Imagem gerada por IA para o Canal Rural
A alta dos preços dos fertilizantes no mercado internacional tem afetado diretamente o produtor brasileiro e piorado as relações de troca no campo. Segundo a StoneX, o movimento é causado pelo conflito no Oriente Médio e atinge um país que depende muito das importações de insumos.
De acordo com a análise, a valorização dos fertilizantes no mercado doméstico é expressiva, especialmente dos nitrogenados. Desde o início das tensões geopolíticas, os preços CFR da ureia subiram cerca de 63% no Brasil. No mesmo período, o sulfato de amônio acumula alta próxima de 30%, enquanto o nitrato de amônio registra valorização de aproximadamente 60%.
Relação de troca se deteriora, especialmente para o milho
A elevação da ureia tem pressionado mais os produtores de milho.
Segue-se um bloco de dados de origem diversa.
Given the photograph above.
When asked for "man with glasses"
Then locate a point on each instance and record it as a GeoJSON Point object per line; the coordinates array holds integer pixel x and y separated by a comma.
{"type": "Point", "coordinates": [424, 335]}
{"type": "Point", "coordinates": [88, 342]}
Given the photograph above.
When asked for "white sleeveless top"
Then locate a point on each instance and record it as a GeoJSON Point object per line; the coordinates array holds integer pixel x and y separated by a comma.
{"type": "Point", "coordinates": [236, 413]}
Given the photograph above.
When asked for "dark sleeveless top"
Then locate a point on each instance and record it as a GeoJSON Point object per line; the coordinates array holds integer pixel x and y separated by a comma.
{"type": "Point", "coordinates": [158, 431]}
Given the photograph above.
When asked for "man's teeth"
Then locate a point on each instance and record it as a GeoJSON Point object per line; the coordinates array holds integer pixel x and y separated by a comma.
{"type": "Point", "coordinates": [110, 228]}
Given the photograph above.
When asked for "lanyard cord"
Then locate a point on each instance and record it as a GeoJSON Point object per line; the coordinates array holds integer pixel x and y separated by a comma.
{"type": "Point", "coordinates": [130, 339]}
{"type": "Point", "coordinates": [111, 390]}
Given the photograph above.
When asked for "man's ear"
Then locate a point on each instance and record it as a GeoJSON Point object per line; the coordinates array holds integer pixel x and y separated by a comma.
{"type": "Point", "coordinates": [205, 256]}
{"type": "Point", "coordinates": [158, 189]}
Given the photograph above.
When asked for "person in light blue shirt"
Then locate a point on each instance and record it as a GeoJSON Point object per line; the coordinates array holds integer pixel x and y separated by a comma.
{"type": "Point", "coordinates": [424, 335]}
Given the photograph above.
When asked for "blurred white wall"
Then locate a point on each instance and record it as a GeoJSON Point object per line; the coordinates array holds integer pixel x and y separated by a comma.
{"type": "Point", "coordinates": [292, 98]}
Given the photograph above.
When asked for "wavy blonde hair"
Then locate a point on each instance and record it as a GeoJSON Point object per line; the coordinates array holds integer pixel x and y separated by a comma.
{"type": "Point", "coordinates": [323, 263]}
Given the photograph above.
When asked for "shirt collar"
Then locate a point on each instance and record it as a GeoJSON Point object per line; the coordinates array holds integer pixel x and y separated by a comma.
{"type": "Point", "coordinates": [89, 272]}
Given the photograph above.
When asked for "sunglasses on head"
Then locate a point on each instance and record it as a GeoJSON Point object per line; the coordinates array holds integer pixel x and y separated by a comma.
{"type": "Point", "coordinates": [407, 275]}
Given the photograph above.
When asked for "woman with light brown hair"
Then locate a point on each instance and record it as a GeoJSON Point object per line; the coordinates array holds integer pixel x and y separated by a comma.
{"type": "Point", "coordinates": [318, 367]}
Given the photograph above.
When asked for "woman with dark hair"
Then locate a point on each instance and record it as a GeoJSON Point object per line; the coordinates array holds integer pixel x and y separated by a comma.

Hoje, são necessárias cerca de 60 sacas do cereal para comprar uma tonelada do insumo, um dos piores níveis dos últimos anos.
Segundo o analista de Inteligência de Mercado da StoneX, Tomas Pernías, o cenário reduz a rentabilidade no campo. "Estamos diante de uma deterioração importante das relações de troca, o que pressiona diretamente as margens do produtor e torna as decisões de compra mais complexas neste momento", afirma.
Produtor de soja também enfrenta custos elevados
Os produtores de soja também operam sob pressão. As condições para adquirir fertilizantes fosfatados são consideradas pouco atrativas, o que deve tornar a demanda mais seletiva.
Com custos elevados, a estratégia tem sido reduzir gastos e adiar compras sempre que possível. Esse movimento pode desacelerar o ritmo de negociações no mercado interno nas próximas semanas.
Calendário limita adiamento das compras
Apesar da cautela, o calendário agrícola impõe prazos. A principal janela de compra de fertilizantes ocorre no segundo semestre, antes da safra de verão.
Nas últimas semanas, parte dos produtores adotou postura defensiva diante da volatilidade dos preços. No entanto, o adiamento das compras tem limite.
Com o avanço do calendário, o produtor terá que optar entre absorver os custos mais altos, com impacto direto nas margens, ou reduzir a aplicação de insumos, o que pode prejudicar a produtividade.
"Em algum momento, o produtor terá que tomar uma decisão. Seja aceitando preços mais elevados, seja ajustando o pacote tecnológico, o que pode trazer reflexos na produtividade. Os próximos desdobramentos do conflito serão determinantes para o comportamento da demanda no Brasil", conclui Pernías.